Let the set $U$ be the set of all the possible permutated inputs of the indices of $A$.
- Note that the size of $U$ is $n!$.
Let $U_i$ be the number of valid inputs consistent with the previous $i$ comparisons made by the algorithm.
- Let $U_{i, A_j < A_k}$ be the subset of $U_i$ where $A_j < A_k$.
- Let $U_{i, A_j \ge A_k}$ be the subset of $U_i$ where $A_j \ge A_k$.
- The adversary should respond to “Is $A_j < A_k$?” such that

$U_{i+1} = \begin{cases} U_{i, A_j < A_k} & \text{if $\|U_{i, A_j < A_k}\| \ge \|U\|/2 $ } & \text{(YES)}\\ U_{i, A_j \ge A_k} & \text{if $\|U_{i, A_j \ge A_k}\| \ge \|U\|/2 $ } & \text{(NO)} \end{cases}$

This ensures that on each round $U_{i+1}$ is no less than half the size of $U_i$.
1. After any $m < \log(n!)$ rounds of comparisons, the size $U_{m}$ is more than 1.
For any two inputs $A, A’ \in U_m$, the algorithm $\mathcal{M}$ will not be able to distinguish between them and will return the same answer.
This answer will be wrong for at least one of the two inputs $A, A’$.

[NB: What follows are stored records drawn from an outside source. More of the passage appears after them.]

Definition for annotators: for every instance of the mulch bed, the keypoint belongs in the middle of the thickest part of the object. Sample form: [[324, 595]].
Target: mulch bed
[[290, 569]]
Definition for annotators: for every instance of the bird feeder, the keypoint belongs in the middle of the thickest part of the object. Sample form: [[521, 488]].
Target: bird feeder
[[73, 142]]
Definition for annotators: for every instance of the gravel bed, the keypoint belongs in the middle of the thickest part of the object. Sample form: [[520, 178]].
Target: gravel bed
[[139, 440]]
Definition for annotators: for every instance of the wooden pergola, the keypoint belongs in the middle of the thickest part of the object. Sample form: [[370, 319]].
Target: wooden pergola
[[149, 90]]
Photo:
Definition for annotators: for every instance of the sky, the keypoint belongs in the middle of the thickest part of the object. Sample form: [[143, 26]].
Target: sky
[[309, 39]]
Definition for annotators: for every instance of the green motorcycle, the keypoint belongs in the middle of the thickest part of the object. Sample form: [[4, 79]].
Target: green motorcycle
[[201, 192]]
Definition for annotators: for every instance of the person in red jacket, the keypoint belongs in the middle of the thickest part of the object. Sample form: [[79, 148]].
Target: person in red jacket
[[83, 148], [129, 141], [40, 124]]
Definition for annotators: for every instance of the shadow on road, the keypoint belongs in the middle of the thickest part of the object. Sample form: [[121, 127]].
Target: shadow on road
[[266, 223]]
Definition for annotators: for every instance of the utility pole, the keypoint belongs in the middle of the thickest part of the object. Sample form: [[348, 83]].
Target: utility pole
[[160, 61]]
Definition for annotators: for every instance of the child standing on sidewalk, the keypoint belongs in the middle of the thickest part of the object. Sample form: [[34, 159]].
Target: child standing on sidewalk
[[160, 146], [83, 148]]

For the connected graph problem

Let $\textsf{Conn}$ be the problem: given an graph $G$ of size $n$ nodes, determine if the graph is connected.

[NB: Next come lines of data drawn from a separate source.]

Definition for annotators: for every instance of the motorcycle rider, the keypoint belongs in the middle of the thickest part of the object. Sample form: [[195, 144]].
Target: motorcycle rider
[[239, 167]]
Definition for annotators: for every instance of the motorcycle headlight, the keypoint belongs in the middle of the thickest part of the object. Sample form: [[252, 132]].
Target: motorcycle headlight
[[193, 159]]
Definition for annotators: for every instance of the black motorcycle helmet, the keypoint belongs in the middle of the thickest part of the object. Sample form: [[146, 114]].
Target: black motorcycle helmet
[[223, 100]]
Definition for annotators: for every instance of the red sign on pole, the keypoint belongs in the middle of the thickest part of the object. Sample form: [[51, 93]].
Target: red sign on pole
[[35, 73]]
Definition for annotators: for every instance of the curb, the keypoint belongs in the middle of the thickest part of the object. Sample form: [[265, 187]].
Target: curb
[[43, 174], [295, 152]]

Theorem. Any algorithm solving $\textsf{Conn}$ has runtime $\ge {n \choose 2}$ by the query model (each query = one time unit).

Proof. Suppose there exists an algorithm $\mathcal{M}$ which solves $\textsf{Conn}$ in time $L < {n \choose 2}$ with the query model.

[Can omit]
Let graph $G$ be the input graph of $n$ nodes.
- Each query (Is G[i] connected to G[j]?) takes one time unit
- For each pair (i,j), suppose the adversary responds
  - YES if G[i] and G[j] are already connected based on the previous answers
  - YES if it is the last unqueried pair of G[i] with another node (i.e. an edge is added here)
  - NO otherwise
- After $L$ queries, at least one pair of nodes is left unqueried.
- Suppose in $G$ all the remaining unqueried pairs do not have an edge between them.
- Let $G’$ be the graph such that the remaining unqueried pairs are connected by an edge.
$\mathcal{M}$ cannot distinguish between $G, G’$.
- By definition $G’$ is connected.
- $G$ is not connected.
  - Suppose $G$ is connected, and $i, j$ was never queried by $\mathcal{M}$. We claim there is a path between $i, j$. There must then be some edge $i, i’$ and $j, j’$. This means that an edge $i, i’$ was confirmed even though $i’$ was not the last unqueried paired node for $i$. Contradiction. [Crappy explanation but pls]
- As such $\mathcal{M}$ will err on at least one of the inputs.